Writing memory format aware operators - subramen/pytorch GitHub Wiki

Memory format aware operators are the operators which satisfy two requirements:

they generate output in same memory format as inputs
they use the most efficient kernels for each different memory formats

Let say we want to add/modify operator to support torch.channels_last memory format.

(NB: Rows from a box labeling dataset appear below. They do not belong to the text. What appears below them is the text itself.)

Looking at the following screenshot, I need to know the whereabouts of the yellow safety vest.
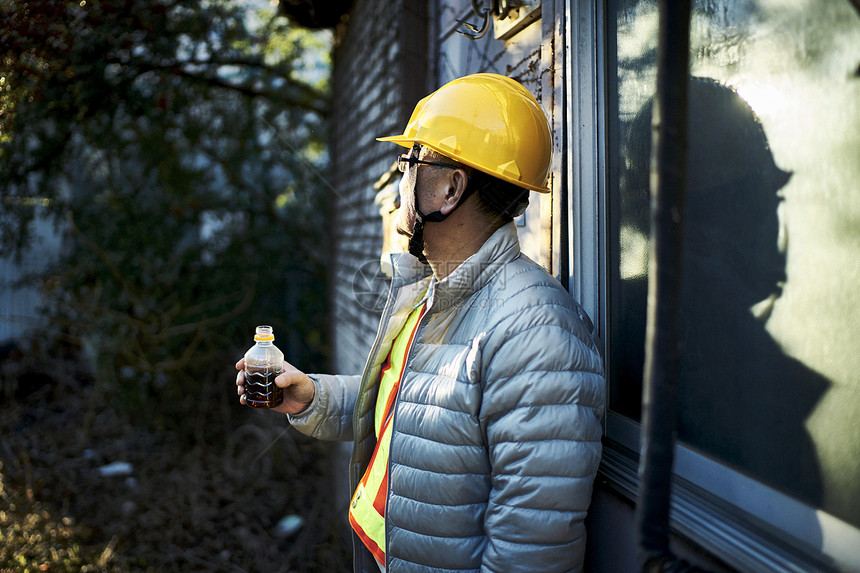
[349,305,426,564]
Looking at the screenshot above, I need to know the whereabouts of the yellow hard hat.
[377,73,552,193]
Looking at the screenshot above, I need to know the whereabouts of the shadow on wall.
[620,78,839,520]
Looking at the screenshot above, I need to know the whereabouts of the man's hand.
[236,358,316,415]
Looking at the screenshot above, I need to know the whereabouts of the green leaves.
[0,0,328,420]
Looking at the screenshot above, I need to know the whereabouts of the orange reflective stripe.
[349,304,426,563]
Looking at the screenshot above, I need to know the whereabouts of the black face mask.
[409,181,475,265]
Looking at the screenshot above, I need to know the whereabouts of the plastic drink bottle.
[245,326,284,408]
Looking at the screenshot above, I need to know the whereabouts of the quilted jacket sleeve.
[481,278,605,572]
[287,374,361,441]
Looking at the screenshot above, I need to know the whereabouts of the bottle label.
[245,366,284,408]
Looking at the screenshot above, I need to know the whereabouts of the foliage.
[0,0,328,417]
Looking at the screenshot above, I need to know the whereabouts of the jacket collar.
[392,221,520,309]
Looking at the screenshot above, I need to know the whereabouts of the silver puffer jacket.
[290,223,605,573]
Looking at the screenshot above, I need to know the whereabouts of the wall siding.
[330,0,427,373]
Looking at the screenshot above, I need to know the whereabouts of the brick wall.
[329,0,429,373]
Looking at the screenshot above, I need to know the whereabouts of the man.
[237,74,605,573]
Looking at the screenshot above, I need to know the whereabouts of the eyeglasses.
[397,154,460,173]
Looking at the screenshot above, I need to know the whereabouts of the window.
[592,0,860,566]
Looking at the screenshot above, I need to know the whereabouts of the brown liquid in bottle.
[245,368,284,408]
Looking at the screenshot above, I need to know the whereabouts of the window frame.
[568,0,860,572]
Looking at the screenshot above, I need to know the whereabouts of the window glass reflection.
[607,0,860,526]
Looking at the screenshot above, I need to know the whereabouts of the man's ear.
[439,169,469,215]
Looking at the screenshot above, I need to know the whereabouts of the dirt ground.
[0,354,351,573]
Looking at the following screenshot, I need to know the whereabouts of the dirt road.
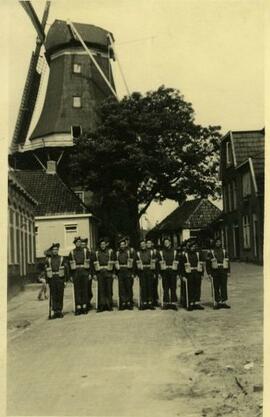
[8,264,263,417]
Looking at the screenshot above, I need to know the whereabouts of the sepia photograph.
[0,0,267,417]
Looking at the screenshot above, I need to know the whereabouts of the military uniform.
[68,237,90,315]
[136,249,157,309]
[92,247,115,312]
[158,247,180,309]
[206,247,230,308]
[180,250,203,310]
[45,244,66,318]
[115,244,134,310]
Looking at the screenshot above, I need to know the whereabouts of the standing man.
[126,236,136,307]
[115,238,134,310]
[45,243,66,319]
[146,239,159,307]
[81,237,93,311]
[180,241,204,311]
[136,239,156,310]
[68,237,90,316]
[158,237,180,310]
[206,239,231,310]
[92,239,115,313]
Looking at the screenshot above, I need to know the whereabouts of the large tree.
[71,86,220,244]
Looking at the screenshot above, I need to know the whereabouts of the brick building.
[147,198,221,247]
[7,171,38,297]
[219,129,265,263]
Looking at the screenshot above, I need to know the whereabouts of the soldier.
[126,236,136,307]
[92,239,115,313]
[146,239,159,307]
[81,238,93,311]
[206,239,231,310]
[158,238,180,310]
[45,243,66,319]
[68,237,90,316]
[180,241,204,311]
[115,238,134,310]
[136,239,156,310]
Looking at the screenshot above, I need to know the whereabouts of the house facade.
[220,130,265,264]
[7,171,38,297]
[14,161,98,260]
[147,198,221,247]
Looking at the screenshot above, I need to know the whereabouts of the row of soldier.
[45,237,230,318]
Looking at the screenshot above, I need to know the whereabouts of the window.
[226,142,232,166]
[71,126,82,139]
[222,185,228,213]
[65,224,78,249]
[232,180,237,210]
[74,191,84,202]
[73,64,82,74]
[228,183,232,211]
[242,172,251,197]
[73,96,82,109]
[243,215,250,249]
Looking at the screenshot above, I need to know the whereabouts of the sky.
[0,0,264,225]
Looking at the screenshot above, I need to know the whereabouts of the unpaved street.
[8,264,263,417]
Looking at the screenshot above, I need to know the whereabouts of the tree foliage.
[69,86,220,237]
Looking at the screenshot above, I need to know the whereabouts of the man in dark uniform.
[136,239,157,310]
[92,239,115,313]
[115,238,134,310]
[157,238,180,310]
[81,238,93,311]
[146,239,159,307]
[206,239,231,310]
[180,241,204,311]
[68,237,90,316]
[45,243,66,319]
[126,236,136,306]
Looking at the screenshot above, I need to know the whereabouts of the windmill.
[10,1,121,176]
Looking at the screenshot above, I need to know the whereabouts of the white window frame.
[72,96,82,109]
[74,190,84,203]
[226,141,233,166]
[72,62,82,74]
[242,171,251,198]
[64,222,78,249]
[242,214,250,249]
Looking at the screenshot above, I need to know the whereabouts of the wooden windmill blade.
[10,1,51,153]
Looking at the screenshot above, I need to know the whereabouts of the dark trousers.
[161,269,177,303]
[139,269,155,303]
[73,268,89,308]
[153,274,159,302]
[49,277,65,312]
[87,279,93,306]
[118,269,133,305]
[181,271,202,307]
[97,270,113,308]
[212,270,228,303]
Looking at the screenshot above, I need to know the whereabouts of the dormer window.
[73,96,82,109]
[73,64,82,74]
[226,142,233,166]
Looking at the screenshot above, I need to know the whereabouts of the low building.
[7,171,38,297]
[14,161,97,259]
[147,198,221,246]
[220,129,265,263]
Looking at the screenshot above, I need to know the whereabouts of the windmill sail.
[10,1,50,153]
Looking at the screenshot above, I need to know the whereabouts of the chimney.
[46,161,56,174]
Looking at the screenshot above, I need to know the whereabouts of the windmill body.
[10,20,115,168]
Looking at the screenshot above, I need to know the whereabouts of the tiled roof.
[150,198,221,233]
[13,170,86,216]
[232,130,264,165]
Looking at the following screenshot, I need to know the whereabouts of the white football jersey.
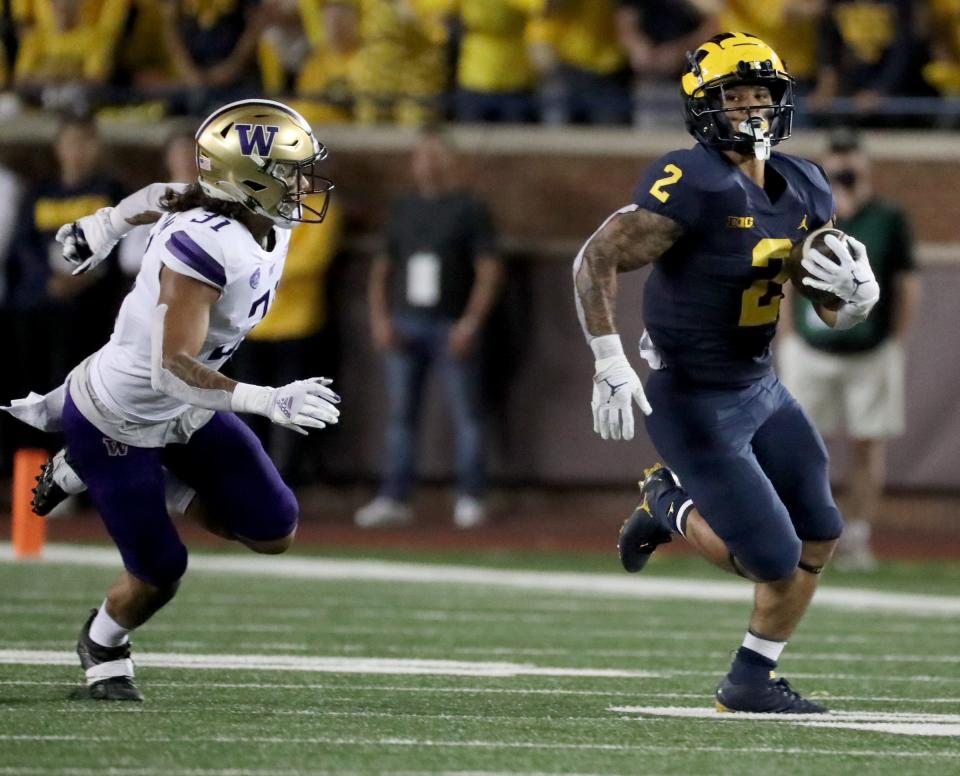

in_tensor = x.contiguous(memory_format=torch.channels_last)
out_tensor = torch.operator(in_tensor) 
print(out_tensor.is_contiguous(memory_format=torch.channels_last)) # True

To do so, we need to modify the operator's CPP code. An old version of operator might look similar to this:

auto output_tensor = at::empty_like(input_tensor);
// .... standard kernel for contiguous or strided tensors
return output_tensor;

The preferred way of writing memory format aware operators is to use the switch operator. This approach allows us to expand memory formats support in the future.

// ...
auto memory_format = input_tensor.suggest_memory_format();
auto output_tensor = at::empty(output_shape, memory_format);

switch (memory_format) {
  case MemoryFormat::ChannelsLast: {
    auto input_cl_contiguous = input_tensor.contiguous(
        MemoryFormat::ChannelsLast); // if kernel requires memory dense
                                     // tensor
    // .... kernel code
    break;
  }
  case MemoryFormat::Contiguous: {
    // .... standard kernel for contiguous or strided tensors
    break;
  }
  default:
    TORCH_CHECK(
        false,
        "Unsupported memory format. Supports only ChannelsLast, Contiguous");
}
// ...

Important to learn that suggest_memory_format is not similar to input_tensor.is_contiguous(...), see function comments.

More memory format handling required when you are writing _out operator implementation.

in_tensor = x.contiguous(memory_format=torch.channels_last)
out_tensor = o.contiguous(memory_format=torch.contiguous_format)
torch.operator(in_tensor, out=out_tensor) 
print(out_tensor.is_contiguous(memory_format=torch.contiguous_format)) # True

Keeping the memory format of the output is essential. However, some performant algorithms require matching formats of inputs and outputs. In this case, it is possible to do a copy_ trick.

Tensor self_or_new_memory_format(Tensor& self, MemoryFormat memory_format) {
    if (self.is_contiguous(memory_format)) {
        return self;
    }
    return at::empty_like(self, self.options(), memory_format);
}

// ...
auto memory_format = input_tensor.suggest_memory_format();

assert_no_internal_overlap(output);
if (output_shape != output.sizes()) {
    output.resize_(output_shape, memory_format);
}

auto temporary_output_tensor = self_or_new_memory_format(output, memory_format); 

switch (memory_format) {
  case MemoryFormat::ChannelsLast: {
    auto input_cl_contiguous = input_tensor.contiguous(
        MemoryFormat::ChannelsLast); // if kernel requires memory dense
                                     // tensor
    // .... kernel code
    break;
  }
  case MemoryFormat::Contiguous: {
    // .... standard kernel
    break;
  }
  default:
    TORCH_CHECK(
        false,
        "Unsupported memory format. Supports only ChannelsLast, Contiguous");
}

if (!output.is_same(temporary_output_tensor)) {
    output.copy_(temporary_output_tensor);
}
// ...

In some cases, there is no performant algorithm for contiguous or channels last inputs, so the same trick with temporary tensors and copy_ can be applied.

// ...
auto memory_format = input_tensor.suggest_memory_format();

assert_no_internal_overlap(output);
if (output_shape != output.sizes()) {
    output.resize_(output_shape, memory_format);
}

auto temporary_output_tensor = self_or_new_memory_format(output, MemoryFormat::ChannelsLast);
auto input_cl_contiguous = input_tensor.contiguous(MemoryFormat::ChannelsLast); 
// .... channels last kernel code
 
if (!output.is_same(temporary_output_tensor)) {
    output.copy_(temporary_output_tensor);
}
// ...

Or you can do hard exit with unsupported memory format message (this is least preferred way, and we consider such operators incomplete).

// ...
switch (memory_format) {
  case MemoryFormat::ChannelsLast: {
    auto input_cl_contiguous = input_tensor.contiguous(
        MemoryFormat::ChannelsLast); // if kernel requires memory dense
                                     // tensor
    // .... kernel code
    break;
  }
  case MemoryFormat::Contiguous:
  default:
    TORCH_CHECK(
        false,
        "Unsupported memory format. Supports only ChannelsLast");
}
// ...

Please do not forget to cover all scenarios with unit tests. We had seen countless cases when simple test saved hours of debugging.